Thaksin juga memperkenalkan sejumlah program ekonomi pro-rakyat, termasuk:
- Program Kartu Kesehatan 30 Baht – Memberikan akses layanan kesehatan dengan biaya rendah bagi warga miskin.
- Penghapusan Utang Petani – Meringankan beban utang para petani kecil.
- Dana Desa (Village Fund) – Memberikan dana langsung ke desa-desa untuk mendorong pembangunan lokal.
Program ini berhasil meningkatkan konsumsi masyarakat dan mengurangi angka kemiskinan. Pada tahun 2004, tingkat kemiskinan Thailand turun menjadi 11,3?ri total populasi, jauh lebih rendah dibandingkan 21,3% pada tahun 2000.
Ketidakstabilan Politik dan Kegagalan Reformasi Struktural
Meski ekonomi Thailand membaik di bawah Thaksin, menurut Warr terdapat kelemahan struktural yang tidak terselesaikan. Pertumbuhan ekonomi masih sangat bergantung pada investasi domestik, sementara FDI tetap lemah. Tingkat kepercayaan investor asing terhadap stabilitas ekonomi Thailand belum sepenuhnya pulih pasca krisis 1997.
Ketidakstabilan politik juga memperburuk situasi ekonomi. Pada September 2006, Thaksin digulingkan melalui kudeta militer yang dipimpin oleh Jenderal Sonthi Boonyaratglin. Kudeta ini memicu ketidakpastian ekonomi dan memperlambat laju pertumbuhan.
Pada tahun 2006, tingkat pertumbuhan ekonomi Thailand hanya mencapai 5%, jauh di bawah rata-rata pertumbuhan negara-negara Asia lainnya.
Dampak Terhadap Kemiskinan dan Kesenjangan
Meski Thaksin dikenal sebagai pemimpin yang pro-rakyat, efektivitas kebijakannya dalam mengurangi kemiskinan masih dipertanyakan. Selama masa Thaksin melansir datar Warr, tingkat pengurangan kemiskinan per unit pertumbuhan PDB hanya mencapai 0,32, lebih rendah dibandingkan periode 1988–1996 yang mencapai 0,38.

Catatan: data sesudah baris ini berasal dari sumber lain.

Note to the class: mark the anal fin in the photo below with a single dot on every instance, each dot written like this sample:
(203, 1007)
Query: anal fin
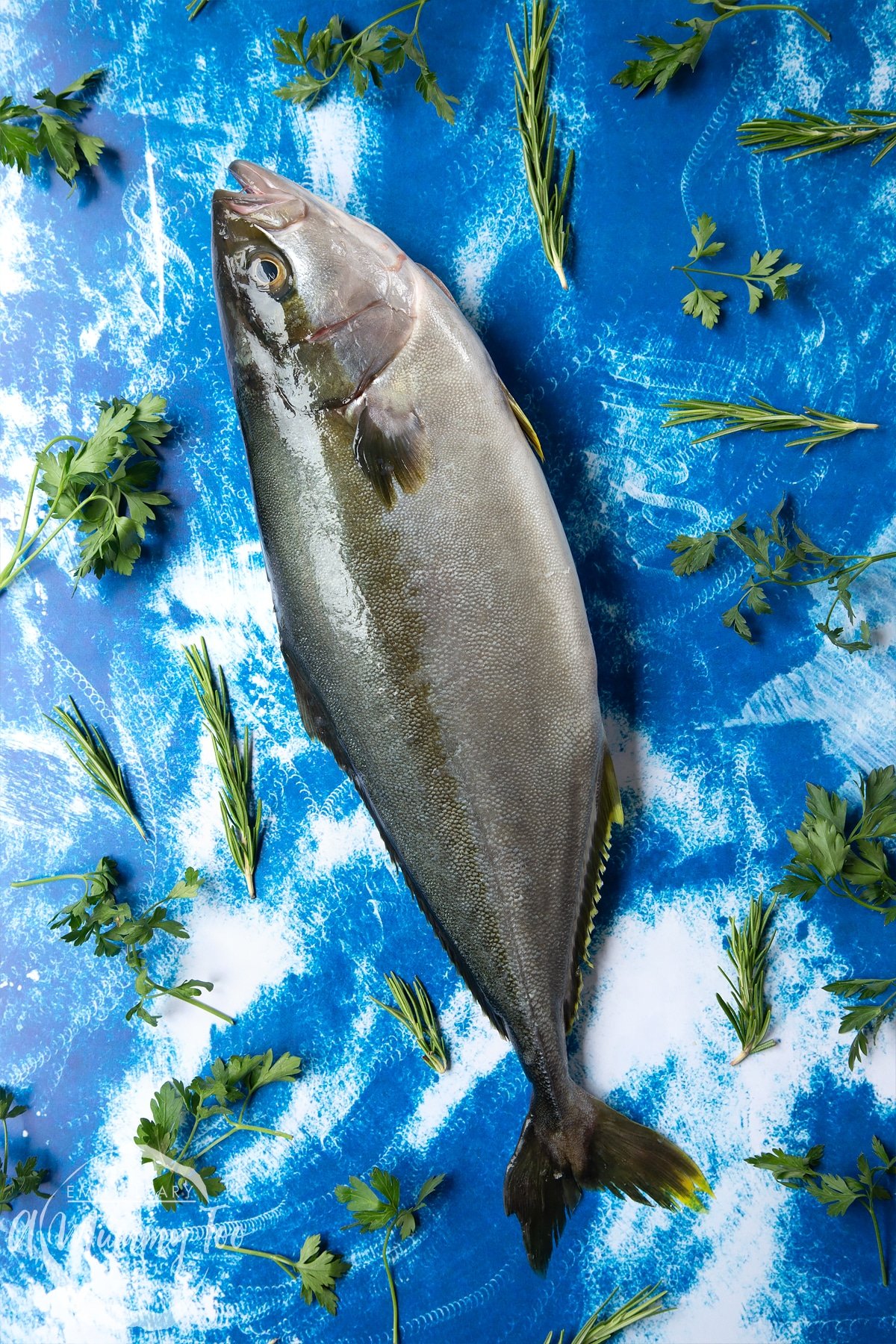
(609, 813)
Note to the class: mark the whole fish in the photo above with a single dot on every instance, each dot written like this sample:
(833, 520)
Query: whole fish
(433, 624)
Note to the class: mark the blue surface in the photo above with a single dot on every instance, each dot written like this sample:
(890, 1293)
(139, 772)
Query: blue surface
(109, 290)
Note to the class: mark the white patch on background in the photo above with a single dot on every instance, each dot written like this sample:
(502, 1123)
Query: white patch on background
(653, 1012)
(476, 1050)
(689, 804)
(228, 596)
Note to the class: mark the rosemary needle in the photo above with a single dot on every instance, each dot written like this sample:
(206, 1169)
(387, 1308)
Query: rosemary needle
(765, 417)
(240, 815)
(538, 132)
(748, 949)
(97, 759)
(809, 134)
(415, 1009)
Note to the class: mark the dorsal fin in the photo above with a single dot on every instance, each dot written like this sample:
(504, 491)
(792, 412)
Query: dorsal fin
(437, 281)
(609, 813)
(524, 423)
(523, 420)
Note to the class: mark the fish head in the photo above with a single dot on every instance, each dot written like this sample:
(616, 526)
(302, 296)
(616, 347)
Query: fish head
(308, 295)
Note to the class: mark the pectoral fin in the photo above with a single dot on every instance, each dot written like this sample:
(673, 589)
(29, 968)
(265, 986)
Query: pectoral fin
(391, 449)
(524, 423)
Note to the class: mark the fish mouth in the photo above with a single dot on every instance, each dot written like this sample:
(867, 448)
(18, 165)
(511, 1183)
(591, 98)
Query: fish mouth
(262, 191)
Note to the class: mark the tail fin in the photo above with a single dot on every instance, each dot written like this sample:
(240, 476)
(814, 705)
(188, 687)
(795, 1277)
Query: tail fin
(594, 1148)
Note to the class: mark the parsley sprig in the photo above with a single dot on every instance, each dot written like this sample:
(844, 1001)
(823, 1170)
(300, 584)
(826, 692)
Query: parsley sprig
(809, 134)
(777, 554)
(316, 1268)
(664, 60)
(847, 860)
(538, 129)
(97, 759)
(379, 1209)
(55, 132)
(381, 49)
(26, 1179)
(762, 416)
(102, 485)
(111, 924)
(867, 1018)
(417, 1012)
(240, 812)
(763, 270)
(600, 1328)
(207, 1102)
(839, 1194)
(748, 948)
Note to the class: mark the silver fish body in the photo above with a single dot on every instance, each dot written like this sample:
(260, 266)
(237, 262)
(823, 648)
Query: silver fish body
(435, 628)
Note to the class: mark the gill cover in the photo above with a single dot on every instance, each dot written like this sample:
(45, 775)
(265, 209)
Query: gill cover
(302, 273)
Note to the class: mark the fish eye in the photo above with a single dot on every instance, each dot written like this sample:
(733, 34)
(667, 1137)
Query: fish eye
(267, 272)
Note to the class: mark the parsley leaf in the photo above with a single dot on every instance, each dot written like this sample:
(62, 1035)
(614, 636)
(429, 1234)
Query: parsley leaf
(868, 1018)
(200, 1109)
(763, 270)
(788, 561)
(100, 917)
(847, 860)
(376, 50)
(378, 1207)
(26, 1179)
(664, 60)
(837, 1194)
(104, 485)
(316, 1268)
(55, 131)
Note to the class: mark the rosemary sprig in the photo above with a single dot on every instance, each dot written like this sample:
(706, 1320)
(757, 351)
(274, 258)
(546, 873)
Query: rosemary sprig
(376, 50)
(747, 951)
(97, 759)
(667, 58)
(813, 134)
(538, 132)
(415, 1011)
(378, 1209)
(763, 270)
(836, 1192)
(242, 818)
(314, 1266)
(867, 1019)
(765, 417)
(111, 924)
(26, 1179)
(206, 1102)
(837, 573)
(597, 1330)
(847, 860)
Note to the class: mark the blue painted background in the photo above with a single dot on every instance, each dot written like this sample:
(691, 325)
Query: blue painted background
(109, 290)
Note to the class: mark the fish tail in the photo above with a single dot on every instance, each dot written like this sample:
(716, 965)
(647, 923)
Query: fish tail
(593, 1147)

Ketimpangan ekonomi juga tetap menjadi masalah serius. Koefisien Gini Thailand pada tahun 2004 tercatat di angka 0,499, mencerminkan ketimpangan pendapatan yang tinggi.
Kesimpulan: Thaksin Sukses atau Gagal?
Kebijakan ekonomi Thaksin Shinawatra selama masa pemerintahannya menghasilkan pertumbuhan ekonomi yang moderat dan pengurangan kemiskinan yang signifikan. Namun, pertumbuhan tersebut lebih banyak ditopang oleh investasi domestik ketimbang investasi asing, yang mencerminkan ketidakpercayaan investor internasional.
Pengangkatan Thaksin sebagai penasihat Danantara pada 24 Maret 2025 memperlihatkan pengakuan atas keahliannya dalam mengelola ekonomi. Namun, keberhasilannya di masa depan akan sangat bergantung pada kemampuannya menarik investasi asing dan meningkatkan kepercayaan pasar, yang menjadi tantangan utama yang belum terselesaikan sejak masa pemerintahannya.